Some Colorado Springs hiking trails lead to waterfalls, and others through fall color or along creeks. These are some that I've enjoyed, along with pictures for each hike. The first hike on this page visits two waterfalls, and those are one of my favorite hiking destinations. (Hopefully yours too.)
Round-trip distance: 3.0 miles
Difficulty level: moderate to difficult
Approximate round-trip hiking time: 2 hours and 20 minutes;
Dog friendly: yes
Entrance fee: no
Restroom facilities: yes, near the lake in town.
Directions to the small town of Green Mountain Falls, which is about 15 miles west of Colorado Springs: from I-25 in Colorado Springs, take exit 141 and go west on Hwy. 24. Shortly after the town of Cascade, you'll see the sign for Green Mountain Falls on your left.
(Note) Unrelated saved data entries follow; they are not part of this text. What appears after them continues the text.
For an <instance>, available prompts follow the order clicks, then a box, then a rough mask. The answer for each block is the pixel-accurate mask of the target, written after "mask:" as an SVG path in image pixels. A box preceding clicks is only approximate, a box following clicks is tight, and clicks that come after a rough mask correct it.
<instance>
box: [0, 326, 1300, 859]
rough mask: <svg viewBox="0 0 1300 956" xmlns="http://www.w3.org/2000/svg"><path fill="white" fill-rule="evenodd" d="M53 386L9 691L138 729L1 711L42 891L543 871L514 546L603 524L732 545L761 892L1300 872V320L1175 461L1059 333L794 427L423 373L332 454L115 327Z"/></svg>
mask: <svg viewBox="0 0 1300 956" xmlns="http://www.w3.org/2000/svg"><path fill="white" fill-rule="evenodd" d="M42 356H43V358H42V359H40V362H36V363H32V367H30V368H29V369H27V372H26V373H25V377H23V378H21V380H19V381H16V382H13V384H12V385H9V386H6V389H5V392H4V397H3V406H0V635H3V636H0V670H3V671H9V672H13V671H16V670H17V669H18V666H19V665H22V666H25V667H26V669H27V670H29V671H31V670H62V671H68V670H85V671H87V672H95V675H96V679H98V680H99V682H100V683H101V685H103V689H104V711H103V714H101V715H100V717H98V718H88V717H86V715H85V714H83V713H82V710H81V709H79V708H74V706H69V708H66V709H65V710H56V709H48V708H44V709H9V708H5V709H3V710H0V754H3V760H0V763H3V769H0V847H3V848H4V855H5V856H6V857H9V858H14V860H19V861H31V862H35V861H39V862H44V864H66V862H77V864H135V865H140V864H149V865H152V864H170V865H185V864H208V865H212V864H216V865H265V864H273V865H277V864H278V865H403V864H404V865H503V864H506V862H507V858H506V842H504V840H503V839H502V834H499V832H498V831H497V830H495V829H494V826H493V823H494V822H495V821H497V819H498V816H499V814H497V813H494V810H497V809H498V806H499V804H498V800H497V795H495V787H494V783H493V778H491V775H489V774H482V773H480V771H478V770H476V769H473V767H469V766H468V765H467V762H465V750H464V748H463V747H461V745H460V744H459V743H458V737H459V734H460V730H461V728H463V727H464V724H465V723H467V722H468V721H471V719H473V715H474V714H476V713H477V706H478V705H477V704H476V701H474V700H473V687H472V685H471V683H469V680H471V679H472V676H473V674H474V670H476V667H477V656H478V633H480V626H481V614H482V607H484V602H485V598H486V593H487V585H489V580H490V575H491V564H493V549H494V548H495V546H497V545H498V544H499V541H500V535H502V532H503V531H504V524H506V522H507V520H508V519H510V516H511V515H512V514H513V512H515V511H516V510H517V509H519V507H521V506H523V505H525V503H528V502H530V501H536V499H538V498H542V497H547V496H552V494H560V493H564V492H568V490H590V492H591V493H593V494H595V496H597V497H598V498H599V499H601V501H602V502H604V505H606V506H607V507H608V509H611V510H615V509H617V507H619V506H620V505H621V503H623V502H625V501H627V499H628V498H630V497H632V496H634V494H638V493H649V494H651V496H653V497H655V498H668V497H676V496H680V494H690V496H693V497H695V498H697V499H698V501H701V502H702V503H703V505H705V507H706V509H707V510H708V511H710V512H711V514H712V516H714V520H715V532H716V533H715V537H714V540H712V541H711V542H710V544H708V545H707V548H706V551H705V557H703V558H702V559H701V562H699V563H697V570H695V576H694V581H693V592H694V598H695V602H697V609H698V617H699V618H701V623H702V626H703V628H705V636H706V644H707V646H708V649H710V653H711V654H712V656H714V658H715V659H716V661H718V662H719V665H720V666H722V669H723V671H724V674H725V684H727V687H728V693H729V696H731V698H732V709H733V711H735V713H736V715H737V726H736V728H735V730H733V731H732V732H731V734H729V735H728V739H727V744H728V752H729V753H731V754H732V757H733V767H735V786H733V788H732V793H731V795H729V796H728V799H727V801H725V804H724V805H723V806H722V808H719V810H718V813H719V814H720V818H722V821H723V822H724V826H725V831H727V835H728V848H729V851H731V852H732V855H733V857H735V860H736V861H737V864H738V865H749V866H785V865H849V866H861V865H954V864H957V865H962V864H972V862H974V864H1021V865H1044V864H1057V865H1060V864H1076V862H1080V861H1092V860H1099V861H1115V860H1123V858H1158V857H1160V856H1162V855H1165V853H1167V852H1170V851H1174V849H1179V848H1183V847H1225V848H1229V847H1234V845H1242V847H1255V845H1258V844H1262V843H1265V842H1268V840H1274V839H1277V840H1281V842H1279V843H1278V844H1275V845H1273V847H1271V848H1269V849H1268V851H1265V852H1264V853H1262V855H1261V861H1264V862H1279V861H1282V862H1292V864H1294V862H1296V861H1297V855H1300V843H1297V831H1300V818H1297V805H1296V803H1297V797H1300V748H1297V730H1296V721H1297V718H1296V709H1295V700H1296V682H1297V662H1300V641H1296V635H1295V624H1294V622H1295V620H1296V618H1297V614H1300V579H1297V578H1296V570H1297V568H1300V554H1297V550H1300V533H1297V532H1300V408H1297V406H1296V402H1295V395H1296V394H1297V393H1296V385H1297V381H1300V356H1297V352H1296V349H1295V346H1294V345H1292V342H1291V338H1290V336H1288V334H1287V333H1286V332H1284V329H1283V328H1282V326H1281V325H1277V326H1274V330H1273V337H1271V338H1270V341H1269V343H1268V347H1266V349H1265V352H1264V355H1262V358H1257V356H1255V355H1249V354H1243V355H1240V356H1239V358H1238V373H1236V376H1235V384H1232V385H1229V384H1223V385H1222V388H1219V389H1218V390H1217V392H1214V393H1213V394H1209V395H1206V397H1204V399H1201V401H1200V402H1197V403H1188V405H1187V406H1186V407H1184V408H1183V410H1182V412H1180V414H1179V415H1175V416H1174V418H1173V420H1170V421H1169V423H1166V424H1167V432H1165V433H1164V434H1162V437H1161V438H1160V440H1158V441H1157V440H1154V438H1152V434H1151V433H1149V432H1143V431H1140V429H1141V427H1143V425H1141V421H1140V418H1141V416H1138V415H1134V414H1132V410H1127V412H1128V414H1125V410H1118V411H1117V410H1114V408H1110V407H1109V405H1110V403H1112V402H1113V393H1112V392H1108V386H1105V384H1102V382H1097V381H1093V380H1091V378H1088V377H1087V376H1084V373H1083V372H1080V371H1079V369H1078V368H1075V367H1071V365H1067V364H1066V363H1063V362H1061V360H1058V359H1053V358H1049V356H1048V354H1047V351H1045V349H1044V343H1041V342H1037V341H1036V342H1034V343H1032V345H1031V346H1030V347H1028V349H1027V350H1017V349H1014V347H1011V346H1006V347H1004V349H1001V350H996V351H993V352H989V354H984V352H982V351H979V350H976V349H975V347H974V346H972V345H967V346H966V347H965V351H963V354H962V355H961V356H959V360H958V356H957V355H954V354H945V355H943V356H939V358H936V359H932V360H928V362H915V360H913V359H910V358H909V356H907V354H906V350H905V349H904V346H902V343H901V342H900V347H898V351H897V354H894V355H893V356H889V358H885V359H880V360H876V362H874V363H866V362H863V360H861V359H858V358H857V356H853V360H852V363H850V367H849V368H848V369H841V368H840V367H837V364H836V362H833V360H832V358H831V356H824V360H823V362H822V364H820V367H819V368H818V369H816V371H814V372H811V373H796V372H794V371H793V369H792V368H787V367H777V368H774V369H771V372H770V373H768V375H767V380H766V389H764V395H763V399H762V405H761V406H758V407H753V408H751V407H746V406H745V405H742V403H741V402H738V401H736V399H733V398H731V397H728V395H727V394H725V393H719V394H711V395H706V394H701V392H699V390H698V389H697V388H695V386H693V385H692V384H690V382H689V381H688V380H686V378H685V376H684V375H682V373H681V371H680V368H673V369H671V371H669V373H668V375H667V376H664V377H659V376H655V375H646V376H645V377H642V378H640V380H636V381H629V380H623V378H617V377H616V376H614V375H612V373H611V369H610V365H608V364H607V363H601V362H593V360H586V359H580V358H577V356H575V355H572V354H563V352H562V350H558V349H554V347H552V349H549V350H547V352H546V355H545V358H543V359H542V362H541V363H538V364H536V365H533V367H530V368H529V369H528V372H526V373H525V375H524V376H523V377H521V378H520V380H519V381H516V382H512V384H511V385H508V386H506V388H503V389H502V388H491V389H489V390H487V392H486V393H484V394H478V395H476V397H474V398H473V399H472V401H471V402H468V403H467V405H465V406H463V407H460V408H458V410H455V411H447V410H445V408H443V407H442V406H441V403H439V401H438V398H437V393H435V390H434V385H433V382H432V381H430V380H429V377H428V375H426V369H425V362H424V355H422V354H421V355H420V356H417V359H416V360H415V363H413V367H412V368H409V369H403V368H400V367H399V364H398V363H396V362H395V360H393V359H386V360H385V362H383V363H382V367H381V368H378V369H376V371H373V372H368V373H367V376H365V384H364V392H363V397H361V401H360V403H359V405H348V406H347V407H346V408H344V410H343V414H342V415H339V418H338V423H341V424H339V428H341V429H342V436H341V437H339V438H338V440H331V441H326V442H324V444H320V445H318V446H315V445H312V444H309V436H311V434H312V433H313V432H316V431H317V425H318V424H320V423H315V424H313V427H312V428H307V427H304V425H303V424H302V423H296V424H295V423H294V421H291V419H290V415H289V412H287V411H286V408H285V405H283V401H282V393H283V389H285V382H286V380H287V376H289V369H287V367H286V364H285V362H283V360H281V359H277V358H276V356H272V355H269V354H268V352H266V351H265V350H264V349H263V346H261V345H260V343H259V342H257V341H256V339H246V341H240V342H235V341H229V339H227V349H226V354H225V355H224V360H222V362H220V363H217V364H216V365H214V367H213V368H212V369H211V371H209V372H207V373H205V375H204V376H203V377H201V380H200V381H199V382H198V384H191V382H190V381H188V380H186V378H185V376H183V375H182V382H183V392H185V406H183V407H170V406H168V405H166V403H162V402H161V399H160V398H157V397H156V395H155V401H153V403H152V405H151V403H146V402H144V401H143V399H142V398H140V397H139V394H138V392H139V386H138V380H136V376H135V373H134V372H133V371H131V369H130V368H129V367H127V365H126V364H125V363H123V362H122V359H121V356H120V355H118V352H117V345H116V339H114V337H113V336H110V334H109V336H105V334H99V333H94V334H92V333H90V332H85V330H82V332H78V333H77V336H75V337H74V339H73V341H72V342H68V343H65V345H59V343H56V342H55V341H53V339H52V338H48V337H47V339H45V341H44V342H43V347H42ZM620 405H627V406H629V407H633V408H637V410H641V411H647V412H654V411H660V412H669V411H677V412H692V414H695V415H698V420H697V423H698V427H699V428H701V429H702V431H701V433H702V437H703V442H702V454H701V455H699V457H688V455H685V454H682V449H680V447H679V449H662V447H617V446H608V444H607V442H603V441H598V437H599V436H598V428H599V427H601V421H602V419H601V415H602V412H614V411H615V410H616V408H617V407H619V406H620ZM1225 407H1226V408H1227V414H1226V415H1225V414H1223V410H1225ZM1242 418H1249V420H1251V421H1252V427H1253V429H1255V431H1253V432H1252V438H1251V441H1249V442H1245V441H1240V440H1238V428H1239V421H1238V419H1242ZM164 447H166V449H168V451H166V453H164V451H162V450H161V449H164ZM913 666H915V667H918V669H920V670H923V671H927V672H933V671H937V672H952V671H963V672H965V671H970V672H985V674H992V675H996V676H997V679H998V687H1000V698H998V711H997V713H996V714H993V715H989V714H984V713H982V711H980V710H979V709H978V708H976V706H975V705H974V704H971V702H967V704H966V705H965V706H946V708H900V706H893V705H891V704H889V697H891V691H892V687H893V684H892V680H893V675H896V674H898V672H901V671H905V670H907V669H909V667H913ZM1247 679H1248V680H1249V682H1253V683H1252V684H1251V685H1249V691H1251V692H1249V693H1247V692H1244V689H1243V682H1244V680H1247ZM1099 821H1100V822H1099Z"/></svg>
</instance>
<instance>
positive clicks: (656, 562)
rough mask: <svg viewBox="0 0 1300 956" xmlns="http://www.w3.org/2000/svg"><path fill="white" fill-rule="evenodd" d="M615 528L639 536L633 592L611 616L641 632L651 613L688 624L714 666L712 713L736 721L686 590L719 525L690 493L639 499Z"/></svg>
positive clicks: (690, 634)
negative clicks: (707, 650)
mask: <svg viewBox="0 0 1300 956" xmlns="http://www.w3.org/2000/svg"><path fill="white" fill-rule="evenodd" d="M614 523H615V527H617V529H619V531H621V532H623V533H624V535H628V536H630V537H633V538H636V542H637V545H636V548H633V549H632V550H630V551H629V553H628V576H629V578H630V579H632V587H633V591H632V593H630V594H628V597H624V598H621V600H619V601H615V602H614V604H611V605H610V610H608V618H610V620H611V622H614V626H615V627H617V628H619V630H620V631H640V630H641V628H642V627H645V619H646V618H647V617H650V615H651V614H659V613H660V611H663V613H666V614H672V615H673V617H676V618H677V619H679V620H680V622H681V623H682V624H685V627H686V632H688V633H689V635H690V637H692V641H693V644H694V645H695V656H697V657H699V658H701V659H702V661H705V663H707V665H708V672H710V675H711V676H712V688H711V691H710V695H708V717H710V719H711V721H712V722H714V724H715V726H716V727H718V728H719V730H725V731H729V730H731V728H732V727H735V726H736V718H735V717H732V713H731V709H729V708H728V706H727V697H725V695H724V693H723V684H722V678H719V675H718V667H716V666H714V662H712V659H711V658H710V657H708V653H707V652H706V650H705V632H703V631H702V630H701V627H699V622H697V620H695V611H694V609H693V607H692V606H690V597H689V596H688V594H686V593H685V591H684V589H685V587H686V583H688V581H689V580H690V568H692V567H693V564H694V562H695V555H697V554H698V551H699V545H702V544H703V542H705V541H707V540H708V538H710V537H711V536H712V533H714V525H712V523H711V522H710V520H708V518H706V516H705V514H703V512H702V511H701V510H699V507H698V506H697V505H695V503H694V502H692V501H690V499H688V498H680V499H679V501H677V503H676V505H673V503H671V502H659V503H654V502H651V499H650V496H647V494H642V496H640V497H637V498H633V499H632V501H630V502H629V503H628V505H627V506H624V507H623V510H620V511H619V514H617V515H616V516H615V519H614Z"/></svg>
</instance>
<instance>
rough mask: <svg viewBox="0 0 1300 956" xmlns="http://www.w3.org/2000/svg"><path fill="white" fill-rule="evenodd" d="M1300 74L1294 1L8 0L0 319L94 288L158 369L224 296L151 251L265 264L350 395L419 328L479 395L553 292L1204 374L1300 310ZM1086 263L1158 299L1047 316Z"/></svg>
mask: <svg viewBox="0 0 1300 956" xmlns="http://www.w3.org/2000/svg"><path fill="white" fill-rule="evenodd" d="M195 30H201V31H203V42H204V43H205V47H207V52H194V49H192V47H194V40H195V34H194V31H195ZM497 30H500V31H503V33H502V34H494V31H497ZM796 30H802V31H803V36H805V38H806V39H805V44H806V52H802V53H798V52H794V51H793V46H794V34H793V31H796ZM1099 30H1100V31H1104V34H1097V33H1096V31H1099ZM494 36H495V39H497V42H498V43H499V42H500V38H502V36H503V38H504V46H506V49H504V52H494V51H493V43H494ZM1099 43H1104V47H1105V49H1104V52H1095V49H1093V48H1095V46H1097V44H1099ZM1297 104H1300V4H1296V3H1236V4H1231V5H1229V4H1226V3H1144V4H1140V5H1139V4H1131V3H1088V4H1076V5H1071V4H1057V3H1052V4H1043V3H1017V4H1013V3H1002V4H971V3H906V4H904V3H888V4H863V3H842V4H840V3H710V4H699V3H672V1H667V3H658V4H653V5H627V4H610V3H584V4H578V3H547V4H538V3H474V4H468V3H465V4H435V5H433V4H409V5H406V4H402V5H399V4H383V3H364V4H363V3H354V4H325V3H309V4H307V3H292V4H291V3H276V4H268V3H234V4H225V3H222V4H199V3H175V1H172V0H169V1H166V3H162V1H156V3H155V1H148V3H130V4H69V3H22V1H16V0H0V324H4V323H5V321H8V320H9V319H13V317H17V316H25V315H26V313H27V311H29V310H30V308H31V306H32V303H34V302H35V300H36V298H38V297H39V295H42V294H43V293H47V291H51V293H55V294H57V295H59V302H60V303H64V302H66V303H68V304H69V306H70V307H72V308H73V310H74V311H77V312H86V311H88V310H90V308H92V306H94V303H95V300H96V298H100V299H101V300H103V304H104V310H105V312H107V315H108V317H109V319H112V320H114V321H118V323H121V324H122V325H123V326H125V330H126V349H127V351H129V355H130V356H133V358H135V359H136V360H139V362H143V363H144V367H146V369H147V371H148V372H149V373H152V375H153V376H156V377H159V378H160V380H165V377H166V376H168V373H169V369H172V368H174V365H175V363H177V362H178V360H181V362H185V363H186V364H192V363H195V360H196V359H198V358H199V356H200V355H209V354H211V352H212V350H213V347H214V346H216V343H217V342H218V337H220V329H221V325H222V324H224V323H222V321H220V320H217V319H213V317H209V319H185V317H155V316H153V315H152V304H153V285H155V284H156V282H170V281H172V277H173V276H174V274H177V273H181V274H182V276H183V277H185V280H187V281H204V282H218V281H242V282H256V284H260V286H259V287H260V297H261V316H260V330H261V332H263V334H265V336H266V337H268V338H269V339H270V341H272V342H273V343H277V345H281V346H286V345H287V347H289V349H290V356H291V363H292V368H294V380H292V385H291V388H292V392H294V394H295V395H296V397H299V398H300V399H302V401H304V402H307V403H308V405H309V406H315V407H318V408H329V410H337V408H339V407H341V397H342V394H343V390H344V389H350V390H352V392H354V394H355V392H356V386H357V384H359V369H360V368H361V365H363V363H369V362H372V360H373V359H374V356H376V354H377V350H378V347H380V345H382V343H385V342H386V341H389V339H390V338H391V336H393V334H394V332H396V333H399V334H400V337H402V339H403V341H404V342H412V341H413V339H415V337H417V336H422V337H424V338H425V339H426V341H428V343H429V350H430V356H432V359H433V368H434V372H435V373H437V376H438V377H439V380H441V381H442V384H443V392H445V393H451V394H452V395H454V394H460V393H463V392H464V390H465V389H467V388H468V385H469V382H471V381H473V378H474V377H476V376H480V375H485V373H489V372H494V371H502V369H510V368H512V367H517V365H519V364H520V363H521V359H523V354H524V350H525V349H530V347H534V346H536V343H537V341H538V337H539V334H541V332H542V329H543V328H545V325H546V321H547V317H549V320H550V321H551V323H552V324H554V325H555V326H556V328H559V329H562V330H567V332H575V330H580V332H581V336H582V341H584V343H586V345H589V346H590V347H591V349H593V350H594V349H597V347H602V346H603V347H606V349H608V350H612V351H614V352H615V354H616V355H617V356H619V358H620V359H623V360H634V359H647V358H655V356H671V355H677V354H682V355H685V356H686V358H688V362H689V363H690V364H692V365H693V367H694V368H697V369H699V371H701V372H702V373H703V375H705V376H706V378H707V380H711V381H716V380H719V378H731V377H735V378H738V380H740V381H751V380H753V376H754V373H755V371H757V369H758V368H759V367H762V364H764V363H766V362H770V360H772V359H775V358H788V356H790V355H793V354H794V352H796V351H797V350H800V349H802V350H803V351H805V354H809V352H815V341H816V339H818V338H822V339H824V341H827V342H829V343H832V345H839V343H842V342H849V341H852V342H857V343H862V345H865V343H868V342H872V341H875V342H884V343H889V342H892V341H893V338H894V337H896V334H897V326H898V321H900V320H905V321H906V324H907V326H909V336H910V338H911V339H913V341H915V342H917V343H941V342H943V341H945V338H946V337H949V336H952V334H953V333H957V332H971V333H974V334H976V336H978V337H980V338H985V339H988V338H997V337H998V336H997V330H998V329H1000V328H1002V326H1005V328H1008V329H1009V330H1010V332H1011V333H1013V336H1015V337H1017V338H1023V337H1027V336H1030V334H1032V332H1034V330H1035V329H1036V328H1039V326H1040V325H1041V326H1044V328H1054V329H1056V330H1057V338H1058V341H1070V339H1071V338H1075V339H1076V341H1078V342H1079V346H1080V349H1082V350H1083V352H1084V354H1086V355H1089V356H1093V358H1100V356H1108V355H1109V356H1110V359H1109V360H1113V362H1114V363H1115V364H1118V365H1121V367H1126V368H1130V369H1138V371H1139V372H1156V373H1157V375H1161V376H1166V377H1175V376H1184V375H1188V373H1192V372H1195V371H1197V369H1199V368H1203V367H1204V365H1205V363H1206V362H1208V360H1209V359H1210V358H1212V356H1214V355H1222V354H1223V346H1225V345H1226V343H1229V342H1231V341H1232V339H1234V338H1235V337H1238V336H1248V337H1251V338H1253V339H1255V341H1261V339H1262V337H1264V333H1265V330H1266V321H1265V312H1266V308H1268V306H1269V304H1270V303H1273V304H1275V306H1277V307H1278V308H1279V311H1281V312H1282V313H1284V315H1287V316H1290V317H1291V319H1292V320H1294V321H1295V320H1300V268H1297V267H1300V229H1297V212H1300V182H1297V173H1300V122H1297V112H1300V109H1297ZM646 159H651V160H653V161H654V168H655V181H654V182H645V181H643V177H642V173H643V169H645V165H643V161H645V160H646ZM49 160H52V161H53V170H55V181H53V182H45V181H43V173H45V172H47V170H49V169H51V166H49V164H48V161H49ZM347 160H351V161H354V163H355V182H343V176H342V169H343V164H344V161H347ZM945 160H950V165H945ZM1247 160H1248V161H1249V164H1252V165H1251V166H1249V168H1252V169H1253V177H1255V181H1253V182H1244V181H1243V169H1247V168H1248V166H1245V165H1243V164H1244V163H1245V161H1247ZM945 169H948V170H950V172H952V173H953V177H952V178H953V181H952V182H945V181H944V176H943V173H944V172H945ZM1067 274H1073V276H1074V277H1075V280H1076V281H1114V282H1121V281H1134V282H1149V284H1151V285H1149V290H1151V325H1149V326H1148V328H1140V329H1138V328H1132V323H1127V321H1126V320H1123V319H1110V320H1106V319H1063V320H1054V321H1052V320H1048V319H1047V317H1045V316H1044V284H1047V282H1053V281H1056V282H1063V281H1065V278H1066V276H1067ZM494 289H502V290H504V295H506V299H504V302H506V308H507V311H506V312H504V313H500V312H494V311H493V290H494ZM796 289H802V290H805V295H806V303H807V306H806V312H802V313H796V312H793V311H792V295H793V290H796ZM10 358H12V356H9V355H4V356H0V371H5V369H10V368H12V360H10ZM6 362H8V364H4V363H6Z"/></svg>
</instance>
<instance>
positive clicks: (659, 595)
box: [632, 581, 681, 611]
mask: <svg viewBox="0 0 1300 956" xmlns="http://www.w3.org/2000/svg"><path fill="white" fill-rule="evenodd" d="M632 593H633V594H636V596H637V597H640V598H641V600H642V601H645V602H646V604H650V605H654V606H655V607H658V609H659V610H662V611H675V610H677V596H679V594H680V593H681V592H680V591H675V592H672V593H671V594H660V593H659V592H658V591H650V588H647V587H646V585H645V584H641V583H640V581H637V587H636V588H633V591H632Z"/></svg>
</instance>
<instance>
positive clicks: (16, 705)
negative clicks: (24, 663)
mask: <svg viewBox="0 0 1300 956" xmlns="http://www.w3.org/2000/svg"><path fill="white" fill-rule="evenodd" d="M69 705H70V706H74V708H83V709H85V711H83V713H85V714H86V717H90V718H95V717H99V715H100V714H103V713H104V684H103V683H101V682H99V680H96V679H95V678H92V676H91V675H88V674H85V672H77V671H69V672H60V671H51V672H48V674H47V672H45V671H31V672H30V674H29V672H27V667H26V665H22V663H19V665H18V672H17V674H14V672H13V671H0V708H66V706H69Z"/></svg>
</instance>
Turn left and follow the road to the center of town and the public parking lot by the lake.
Directions to the trailhead: from the lake, (you can get a free map from the box on the sign by the lake that says: Trailhead), walk up Hotel street, then Park ave., then Boulder street, which will lead you to the Thomas trail which connects Crystal Falls to Catamount Falls. Crystal Falls is a smaller falls that you can visit on your way to Catamount Falls.
The beginning of the trail at this point is quite overgrown with shrubbery and we wondered if the whole trail was this way. Luckily it wasn't. Very soon after you start walking on this trail, there is a short trail off to your left and this takes you to see Crystal Falls. After your visit there, continue back on the main trail. The trail opens up and you will come to another fork in the trail. You want to take the right fork and follow the yellow dots.
You will now be in the forest and the trail more or less crosses the side of the mountain. Along the way, there are spots where you can look down and see the town of Green Mountain Falls. Eventually, you'll reach the far side of the Thomas trail and that's when things get harder. On your right is a cliff and the trail is relatively narrow so you need to be careful through that part.
After that is a fairly steep, (though short), downhill hike to Catamount Falls. Then you have to negotiate the bridge across Catamount Creek which is a combination of rocks and logs but no handrail. The bridge is actually the best spot to view the falls though. Once you get across this bridge, you're almost finished with the Thomas trail.
Just continue down until this Colorado Springs hiking trail ends. At this point, you can either go right across the bridge, or left and down through the forest. Both will lead you to Ute Pass ave. which will take you back to the lake in the middle of town, and your car.
Waldo Canyon loop trail
Round-trip distance: 7 miles
Difficulty level: moderate to difficult;
Approximate round-trip hiking time: 3 hours and 45 minutes
Dog friendly: yes
Entrance fee: no
Restroom facilities: no
Directions to Waldo Canyon trailhead: from I-25 in Colorado Springs, take exit 141 and follow Hwy. 24 west past Manitou Springs. When you reach the Cave of the Winds stoplight, it’s about 2 more miles to the fairly large parking lot on your right. You will most likely see a lot of cars in the parking lot since it’s a popular trail, at least during the summer.
As I just mentioned, this Colorado Springs hiking trail is a pretty busy place, so try to get there as early as you can, so you can find yourself a parking spot. The trail starts up some stairs which lead to the trail and from there, the trail continues up at a good pace. Before you know it, you’ll be a good ways up the trail where you’ll be looking down on Hwy. 24.
This Colorado Springs hiking trail is also pretty open, so it’s a good idea to use your sunscreen. Anyway, there were a few flowers along the trail, (including cactus flowers), but not as many as I had expected for late June. So I’m guessing that a little later would be better as far as seeing flowers along this trail.
Before too long, you’ll reach the actual loop portion of this Colorado Springs hiking trail. You can follow it which ever direction you want to…we followed it to the right and were soon rewarded with wonderful views of Pikes Peak. Go that way if you want to see the views sooner rather than later, but we did find out that going that way is the harder, (steeper), way to do the loop. So, you decide.
From that point, it seemed to us as though the trail just kept going up and up, so it was a good thing we at least had the good views of Pikes Peak along the way! After what seemed like a long time, the trail finally started heading down. Eventually, you reach the spot where the loop started, and it’s pretty much all downhill from there. Enjoy your hike. :-)
I hope you like these Colorado Springs hiking trails...I'll be adding more as I get to them.